White House officials are bracing for oil prices to surge past the $150-a-barrel mark as the Iran war stretches into its second month and the Strait of Hormuz remains largely closed, according to a new report.
In recent weeks, the average cost of a barrel of crude has hovered around $100, a figure that the Trump administration now sees as the new “baseline,” though a potential spike to $200 hasn’t been ruled out, a source familiar with the matter told Politico.
As a result, officials have entered “all hands on deck” mode, urgently evaluating options to tame soaring oil prices — which pushed gas above $4 a gallon this week and risks inflating costs across the broader economy.

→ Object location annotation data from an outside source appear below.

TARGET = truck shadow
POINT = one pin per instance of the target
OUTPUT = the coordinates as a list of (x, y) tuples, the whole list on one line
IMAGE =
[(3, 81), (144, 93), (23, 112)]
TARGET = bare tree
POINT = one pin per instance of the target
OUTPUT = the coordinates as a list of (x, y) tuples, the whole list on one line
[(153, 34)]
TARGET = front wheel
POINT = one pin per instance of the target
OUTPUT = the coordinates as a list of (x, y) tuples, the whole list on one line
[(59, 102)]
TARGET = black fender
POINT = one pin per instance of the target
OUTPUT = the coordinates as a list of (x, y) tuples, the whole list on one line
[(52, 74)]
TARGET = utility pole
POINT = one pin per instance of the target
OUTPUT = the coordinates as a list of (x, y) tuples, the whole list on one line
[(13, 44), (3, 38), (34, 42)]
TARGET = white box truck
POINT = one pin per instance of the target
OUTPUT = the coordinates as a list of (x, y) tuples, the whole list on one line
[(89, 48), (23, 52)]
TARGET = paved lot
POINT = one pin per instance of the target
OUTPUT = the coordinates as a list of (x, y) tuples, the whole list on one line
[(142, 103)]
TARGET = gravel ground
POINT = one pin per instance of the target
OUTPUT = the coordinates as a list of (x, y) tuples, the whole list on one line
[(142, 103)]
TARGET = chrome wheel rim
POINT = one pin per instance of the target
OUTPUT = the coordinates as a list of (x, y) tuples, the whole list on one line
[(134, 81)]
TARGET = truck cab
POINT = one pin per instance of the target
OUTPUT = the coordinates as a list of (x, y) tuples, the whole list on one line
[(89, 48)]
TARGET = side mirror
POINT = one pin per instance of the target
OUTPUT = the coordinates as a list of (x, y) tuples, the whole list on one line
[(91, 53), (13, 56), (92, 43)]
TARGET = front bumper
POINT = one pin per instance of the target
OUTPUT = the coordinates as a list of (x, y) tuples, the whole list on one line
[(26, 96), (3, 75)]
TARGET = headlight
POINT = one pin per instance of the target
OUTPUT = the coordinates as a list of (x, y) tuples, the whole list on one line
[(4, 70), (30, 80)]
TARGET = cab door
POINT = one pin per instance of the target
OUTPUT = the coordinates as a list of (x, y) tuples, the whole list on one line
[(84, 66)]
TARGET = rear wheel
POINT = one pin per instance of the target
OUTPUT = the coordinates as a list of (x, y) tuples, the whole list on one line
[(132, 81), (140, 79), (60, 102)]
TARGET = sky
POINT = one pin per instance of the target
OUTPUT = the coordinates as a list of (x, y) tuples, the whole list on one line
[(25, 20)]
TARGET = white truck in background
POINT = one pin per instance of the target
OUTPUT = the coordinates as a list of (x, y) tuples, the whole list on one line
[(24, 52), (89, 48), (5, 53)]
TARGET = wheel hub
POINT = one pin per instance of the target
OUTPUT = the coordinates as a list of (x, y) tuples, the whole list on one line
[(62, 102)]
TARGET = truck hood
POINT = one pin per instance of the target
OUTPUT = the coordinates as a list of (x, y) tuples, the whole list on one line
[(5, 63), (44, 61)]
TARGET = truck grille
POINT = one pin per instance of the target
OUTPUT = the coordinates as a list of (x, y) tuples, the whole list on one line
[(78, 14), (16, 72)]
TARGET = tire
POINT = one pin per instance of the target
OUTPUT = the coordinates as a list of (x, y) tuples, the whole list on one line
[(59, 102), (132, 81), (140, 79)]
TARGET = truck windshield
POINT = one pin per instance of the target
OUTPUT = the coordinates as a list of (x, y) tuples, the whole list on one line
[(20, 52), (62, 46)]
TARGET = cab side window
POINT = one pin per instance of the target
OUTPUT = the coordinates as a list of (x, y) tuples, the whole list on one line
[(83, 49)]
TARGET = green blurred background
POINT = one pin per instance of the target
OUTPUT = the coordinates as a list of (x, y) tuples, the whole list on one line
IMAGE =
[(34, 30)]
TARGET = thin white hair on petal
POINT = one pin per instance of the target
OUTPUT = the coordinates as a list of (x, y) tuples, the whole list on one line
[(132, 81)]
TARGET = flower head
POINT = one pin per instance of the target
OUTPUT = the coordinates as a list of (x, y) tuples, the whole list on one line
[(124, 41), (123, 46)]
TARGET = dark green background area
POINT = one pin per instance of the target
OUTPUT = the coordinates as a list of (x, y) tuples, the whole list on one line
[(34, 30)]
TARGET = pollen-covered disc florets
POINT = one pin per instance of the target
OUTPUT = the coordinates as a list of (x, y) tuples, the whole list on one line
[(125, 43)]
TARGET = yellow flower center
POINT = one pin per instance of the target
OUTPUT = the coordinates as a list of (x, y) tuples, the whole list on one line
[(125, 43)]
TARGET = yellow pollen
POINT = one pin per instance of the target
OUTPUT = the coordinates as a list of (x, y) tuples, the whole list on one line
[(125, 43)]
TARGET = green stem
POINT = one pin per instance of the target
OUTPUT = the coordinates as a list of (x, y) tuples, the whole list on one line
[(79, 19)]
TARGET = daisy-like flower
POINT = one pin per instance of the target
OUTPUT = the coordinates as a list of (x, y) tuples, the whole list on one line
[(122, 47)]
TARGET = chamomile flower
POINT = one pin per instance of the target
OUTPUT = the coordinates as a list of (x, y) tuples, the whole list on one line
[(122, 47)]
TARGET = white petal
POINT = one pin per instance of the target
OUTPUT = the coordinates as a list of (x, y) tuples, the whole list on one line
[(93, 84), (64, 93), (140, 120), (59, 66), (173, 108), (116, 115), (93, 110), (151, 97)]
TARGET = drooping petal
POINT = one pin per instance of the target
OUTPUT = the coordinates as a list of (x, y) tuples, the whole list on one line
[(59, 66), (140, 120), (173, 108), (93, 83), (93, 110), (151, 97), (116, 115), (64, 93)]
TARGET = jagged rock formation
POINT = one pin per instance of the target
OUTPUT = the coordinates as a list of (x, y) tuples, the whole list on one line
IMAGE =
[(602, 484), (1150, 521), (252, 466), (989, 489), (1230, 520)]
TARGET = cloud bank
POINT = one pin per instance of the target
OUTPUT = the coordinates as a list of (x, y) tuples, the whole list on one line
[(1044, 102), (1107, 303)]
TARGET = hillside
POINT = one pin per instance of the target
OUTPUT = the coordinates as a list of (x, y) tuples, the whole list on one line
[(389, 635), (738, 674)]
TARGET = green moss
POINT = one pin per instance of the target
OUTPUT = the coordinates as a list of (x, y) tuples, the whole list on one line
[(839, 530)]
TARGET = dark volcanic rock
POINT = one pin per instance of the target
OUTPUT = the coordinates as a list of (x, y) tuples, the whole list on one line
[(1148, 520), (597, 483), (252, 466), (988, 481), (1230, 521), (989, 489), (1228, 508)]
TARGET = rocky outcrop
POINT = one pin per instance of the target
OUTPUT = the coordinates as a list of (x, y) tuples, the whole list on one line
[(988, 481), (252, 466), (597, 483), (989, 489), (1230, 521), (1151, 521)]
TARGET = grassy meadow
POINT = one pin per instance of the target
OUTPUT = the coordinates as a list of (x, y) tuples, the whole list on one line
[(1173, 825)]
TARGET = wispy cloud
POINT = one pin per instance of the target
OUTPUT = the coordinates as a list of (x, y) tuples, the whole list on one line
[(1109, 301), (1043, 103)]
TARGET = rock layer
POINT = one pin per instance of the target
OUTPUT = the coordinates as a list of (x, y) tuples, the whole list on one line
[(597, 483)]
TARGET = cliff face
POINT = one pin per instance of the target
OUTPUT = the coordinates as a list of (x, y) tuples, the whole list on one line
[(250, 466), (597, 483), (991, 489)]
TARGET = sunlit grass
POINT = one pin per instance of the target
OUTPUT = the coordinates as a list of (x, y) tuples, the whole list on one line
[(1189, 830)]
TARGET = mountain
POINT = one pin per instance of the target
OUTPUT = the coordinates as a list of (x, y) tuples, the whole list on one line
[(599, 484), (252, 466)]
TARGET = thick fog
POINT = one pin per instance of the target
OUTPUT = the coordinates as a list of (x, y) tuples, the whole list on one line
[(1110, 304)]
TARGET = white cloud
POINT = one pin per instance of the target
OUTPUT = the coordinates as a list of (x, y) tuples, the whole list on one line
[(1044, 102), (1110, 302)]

One idiotic move administration has made is to increase ethanol content of gasoline. Ethanol is corn based in US. Cost of corn is fertilizer based. The futures price of corn has only increased about 10%, while fertilizer costs are up 100%, and so no logical reason to plant corn that has been losing money for farmers for last 5 years.
Easiest plan to bring down energy prices would be to import chinese solar tariff free, to use on ethanol corn fields in Nebraska. Leaving room for Corn between panel rows when it is viable to grow corn for food again. There’s even a path towards 0 cost electricity for 24/7 datacenters or other loads. https://lemmy.ca/post/59615557?scrollToComments=true
Your linked AI slop post has a LOT of assumptions and it’s kinda expensive. If the total system capex is 50k for 1 kW load, it’ll be 500 million for a modern 10MW data center. Then covering the deficit off employee BEVs for peanuts a kWh: That assumes you have enough employees for that and that they’re willing to wear their batteries for this.
But yes, the whole ethanol requirement is stupid for a country that has its own oil anyway
You’re right about cost assumptions of renewables. Like I said, tariff free Chinese costs + 30% local premium results in 0 electricity costs if $2/kg hydrogen revenue. Higher costs would still pay off at 10c/kwh from datacenter/other sales.